“No, do stay a little, Dolly,” said Stepan Arkadyevitch, going round to her side behind the table where they were having supper. “I’ve so much still to tell you.”
“Nothing really, I suppose.”
“Do you know Veslovsky has been at Anna’s, and he’s going to them again? You know they’re hardly fifty miles from you, and I too must certainly go over there. Veslovsky, come here!”
Vassenka crossed over to the ladies, and sat down beside Kitty.
“Ah, do tell me, please; you have stayed with her? How was she?” Darya Alexandrovna appealed to him.
Levin was left at the other end of the table, and though never pausing in his conversation with the princess and Varenka, he saw that there was an eager and mysterious conversation going on between Stepan Arkadyevitch, Dolly, Kitty, and Veslovsky. And that was not all. He saw on his wife’s face an expression of real feeling as she gazed with fixed eyes on the handsome face of Vassenka, who was telling them something with great animation.

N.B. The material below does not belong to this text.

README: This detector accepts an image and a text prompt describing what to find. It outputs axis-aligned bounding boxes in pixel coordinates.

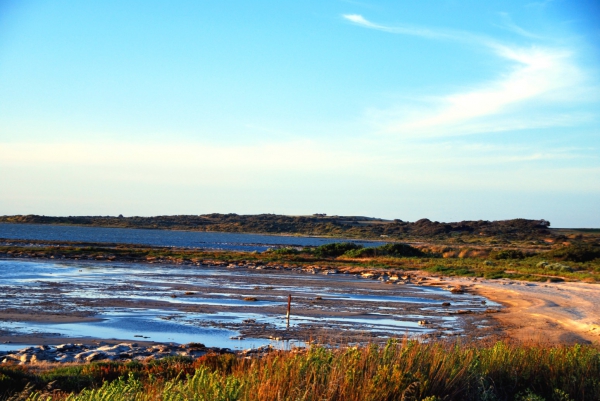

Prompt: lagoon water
[0,259,489,349]
[0,223,383,252]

“It’s exceedingly nice at their place,” Veslovsky was telling them about Vronsky and Anna. “I can’t, of course, take it upon myself to judge, but in their house you feel the real feeling of home.”
“What do they intend doing?”
“I believe they think of going to Moscow.”
“How jolly it would be for us all to go over to them together! When are you going there?” Stepan Arkadyevitch asked Vassenka.